Furthermore, we are monitoring and optimizing strategies of adoptive T cell therapy in cancer mouse models.
Recently, we could identify the human bone marrow as a potential target of acute graft-versus-host disease (GvHD) after allogeneic hematopoietic stem cell transplantation (allo-HSCT). Acute leukemic patients and here in particular those displaying systemic acute GvHD and/or those receiving a full-intensity conditioning regimen, showed increased bone marrow T-cell infiltration associated with the loss of osteoblasts and delayed onset of B-cell neogenesis (Figure 1).
Currently, we are interested in 1) unravelling the potential mechanism of human bone marrow GvHD, 2) identifying mechanisms responsible for long-term memory B-cell deficiency post-transplant and 3) the possibility to use “long-living” memory B cells residing in the bone marrow for adoptive cell transfer in immunodeficient patients.

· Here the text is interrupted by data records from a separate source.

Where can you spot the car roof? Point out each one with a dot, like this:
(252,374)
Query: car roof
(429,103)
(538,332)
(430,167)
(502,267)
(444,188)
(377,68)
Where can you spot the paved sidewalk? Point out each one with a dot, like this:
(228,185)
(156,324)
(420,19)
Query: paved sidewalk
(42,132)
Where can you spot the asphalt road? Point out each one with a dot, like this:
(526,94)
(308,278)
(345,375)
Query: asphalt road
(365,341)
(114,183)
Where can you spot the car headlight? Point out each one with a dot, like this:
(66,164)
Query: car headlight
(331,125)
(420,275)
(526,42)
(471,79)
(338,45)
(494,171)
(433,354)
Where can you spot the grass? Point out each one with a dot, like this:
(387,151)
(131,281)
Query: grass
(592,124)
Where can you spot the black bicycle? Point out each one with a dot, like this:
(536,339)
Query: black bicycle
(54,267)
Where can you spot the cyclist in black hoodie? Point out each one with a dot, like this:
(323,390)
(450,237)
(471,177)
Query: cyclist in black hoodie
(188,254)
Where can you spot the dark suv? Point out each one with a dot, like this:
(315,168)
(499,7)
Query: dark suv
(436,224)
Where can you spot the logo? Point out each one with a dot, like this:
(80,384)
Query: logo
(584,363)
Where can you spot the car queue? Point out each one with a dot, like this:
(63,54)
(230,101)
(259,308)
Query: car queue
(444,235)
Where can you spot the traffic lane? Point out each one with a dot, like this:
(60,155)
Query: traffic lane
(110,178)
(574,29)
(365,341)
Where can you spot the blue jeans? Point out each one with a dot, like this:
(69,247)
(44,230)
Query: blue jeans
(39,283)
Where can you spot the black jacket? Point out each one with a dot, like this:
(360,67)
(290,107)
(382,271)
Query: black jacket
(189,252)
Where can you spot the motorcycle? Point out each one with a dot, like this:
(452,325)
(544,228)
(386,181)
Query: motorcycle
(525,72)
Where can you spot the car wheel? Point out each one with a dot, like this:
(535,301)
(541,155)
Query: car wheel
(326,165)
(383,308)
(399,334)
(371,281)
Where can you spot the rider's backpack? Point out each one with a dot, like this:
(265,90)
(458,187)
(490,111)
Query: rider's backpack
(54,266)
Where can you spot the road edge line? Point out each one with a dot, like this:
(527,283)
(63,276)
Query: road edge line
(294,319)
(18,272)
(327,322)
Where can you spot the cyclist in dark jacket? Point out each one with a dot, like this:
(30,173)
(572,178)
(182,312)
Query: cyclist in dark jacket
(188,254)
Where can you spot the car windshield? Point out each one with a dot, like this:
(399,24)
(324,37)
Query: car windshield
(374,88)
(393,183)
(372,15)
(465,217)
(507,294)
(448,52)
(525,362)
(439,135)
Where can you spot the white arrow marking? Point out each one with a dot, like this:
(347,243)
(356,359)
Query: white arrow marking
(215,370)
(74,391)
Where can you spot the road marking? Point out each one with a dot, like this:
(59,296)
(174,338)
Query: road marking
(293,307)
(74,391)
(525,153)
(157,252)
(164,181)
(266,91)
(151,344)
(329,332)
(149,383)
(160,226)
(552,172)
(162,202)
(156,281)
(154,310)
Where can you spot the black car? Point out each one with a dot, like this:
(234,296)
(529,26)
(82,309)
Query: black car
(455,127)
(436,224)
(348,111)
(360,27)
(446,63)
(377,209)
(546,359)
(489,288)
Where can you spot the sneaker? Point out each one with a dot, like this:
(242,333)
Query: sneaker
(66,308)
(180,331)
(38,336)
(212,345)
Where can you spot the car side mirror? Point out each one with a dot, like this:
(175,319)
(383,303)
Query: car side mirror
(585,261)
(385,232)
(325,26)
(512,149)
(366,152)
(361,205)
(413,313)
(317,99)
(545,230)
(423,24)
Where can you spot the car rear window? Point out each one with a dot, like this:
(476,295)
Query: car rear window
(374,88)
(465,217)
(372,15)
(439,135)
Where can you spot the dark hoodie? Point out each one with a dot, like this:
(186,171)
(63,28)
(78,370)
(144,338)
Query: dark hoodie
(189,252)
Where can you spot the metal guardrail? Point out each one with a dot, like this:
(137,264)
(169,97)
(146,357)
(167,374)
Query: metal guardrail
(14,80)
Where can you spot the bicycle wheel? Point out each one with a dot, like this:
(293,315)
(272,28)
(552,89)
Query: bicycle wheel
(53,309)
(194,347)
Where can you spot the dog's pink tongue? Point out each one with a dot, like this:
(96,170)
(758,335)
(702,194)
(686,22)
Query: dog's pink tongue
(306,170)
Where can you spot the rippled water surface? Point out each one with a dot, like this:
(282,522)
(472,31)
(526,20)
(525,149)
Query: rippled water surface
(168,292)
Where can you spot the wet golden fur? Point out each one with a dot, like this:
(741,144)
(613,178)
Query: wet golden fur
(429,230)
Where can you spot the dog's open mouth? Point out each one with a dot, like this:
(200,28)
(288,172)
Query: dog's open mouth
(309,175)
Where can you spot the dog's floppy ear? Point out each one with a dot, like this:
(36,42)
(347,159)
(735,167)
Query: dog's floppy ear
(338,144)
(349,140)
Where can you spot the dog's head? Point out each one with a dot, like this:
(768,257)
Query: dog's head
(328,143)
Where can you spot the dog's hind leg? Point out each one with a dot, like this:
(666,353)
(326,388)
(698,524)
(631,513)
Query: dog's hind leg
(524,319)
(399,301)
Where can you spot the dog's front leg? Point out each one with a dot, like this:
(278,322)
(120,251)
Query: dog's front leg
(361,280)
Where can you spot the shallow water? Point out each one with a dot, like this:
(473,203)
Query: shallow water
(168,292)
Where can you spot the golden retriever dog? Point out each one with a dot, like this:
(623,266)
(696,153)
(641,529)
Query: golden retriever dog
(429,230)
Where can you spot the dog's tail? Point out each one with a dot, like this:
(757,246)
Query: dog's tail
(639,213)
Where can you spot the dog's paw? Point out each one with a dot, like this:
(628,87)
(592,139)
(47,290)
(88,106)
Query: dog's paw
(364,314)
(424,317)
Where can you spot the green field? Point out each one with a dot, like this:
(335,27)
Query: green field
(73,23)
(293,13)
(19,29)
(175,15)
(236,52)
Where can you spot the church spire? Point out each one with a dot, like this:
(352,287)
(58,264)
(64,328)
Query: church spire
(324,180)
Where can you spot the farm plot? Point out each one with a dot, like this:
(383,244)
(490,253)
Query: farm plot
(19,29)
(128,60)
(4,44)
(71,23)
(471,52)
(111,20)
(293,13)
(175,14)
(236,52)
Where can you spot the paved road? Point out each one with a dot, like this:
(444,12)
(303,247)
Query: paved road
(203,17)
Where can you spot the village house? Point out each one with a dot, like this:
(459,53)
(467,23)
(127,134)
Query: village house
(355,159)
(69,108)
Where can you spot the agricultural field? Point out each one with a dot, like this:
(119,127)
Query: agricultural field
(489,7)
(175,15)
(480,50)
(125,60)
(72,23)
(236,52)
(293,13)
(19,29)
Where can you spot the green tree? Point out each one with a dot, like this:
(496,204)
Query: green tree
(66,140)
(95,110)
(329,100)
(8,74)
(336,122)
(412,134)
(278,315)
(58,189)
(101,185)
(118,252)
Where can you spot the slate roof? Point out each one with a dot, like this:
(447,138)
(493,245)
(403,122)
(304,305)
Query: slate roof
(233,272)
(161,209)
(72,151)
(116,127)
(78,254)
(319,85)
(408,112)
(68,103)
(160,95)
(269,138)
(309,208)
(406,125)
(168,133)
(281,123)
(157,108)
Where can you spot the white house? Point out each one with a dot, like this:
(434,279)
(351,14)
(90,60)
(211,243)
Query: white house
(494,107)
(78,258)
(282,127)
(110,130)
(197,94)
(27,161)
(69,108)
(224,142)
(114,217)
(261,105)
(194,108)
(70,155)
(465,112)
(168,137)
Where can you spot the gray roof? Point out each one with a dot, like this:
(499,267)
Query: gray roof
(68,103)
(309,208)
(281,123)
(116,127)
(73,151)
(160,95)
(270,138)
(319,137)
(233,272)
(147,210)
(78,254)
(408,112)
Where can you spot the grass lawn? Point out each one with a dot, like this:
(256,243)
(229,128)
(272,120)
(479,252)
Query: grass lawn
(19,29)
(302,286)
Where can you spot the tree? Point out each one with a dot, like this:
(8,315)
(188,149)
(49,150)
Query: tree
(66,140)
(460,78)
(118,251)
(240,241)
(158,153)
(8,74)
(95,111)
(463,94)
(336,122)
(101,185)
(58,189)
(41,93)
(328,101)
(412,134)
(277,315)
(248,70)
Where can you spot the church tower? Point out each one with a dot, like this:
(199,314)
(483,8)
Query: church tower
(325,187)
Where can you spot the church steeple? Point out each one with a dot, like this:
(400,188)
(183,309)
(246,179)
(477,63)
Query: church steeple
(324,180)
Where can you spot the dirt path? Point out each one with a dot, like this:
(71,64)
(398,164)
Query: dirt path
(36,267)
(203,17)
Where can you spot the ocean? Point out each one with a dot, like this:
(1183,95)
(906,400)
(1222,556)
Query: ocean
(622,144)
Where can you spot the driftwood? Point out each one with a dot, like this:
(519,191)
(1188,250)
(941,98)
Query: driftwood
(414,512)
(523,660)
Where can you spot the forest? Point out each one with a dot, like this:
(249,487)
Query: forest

In the field of primary immunodeficiency, we are currently investigating potential pathogenic pathways in patients with primary selective IgM deficiency. We apply a combined approach of NGS whole exome sequencing (in collaboration with the Institute for Medical Genetics, Charité) and analysis of related immune cell function.
Using bioluminescence-reporter mice we are able to easily study the in vivo migration, tumor-infiltration and activation of adoptively transferred T cells. Our aim is to optimize the efficiency of tumor rejection by adoptive T cell therapy (ATT) and to minimize the off-target organ toxicity presenting as GvHD. We have generated a transgenic reporter mouse expressing an NFAT-inducible Click-beetle luciferase (CB/NFAT) in order to be able to visualize T-cell activation in vivo (Figure 2A/B).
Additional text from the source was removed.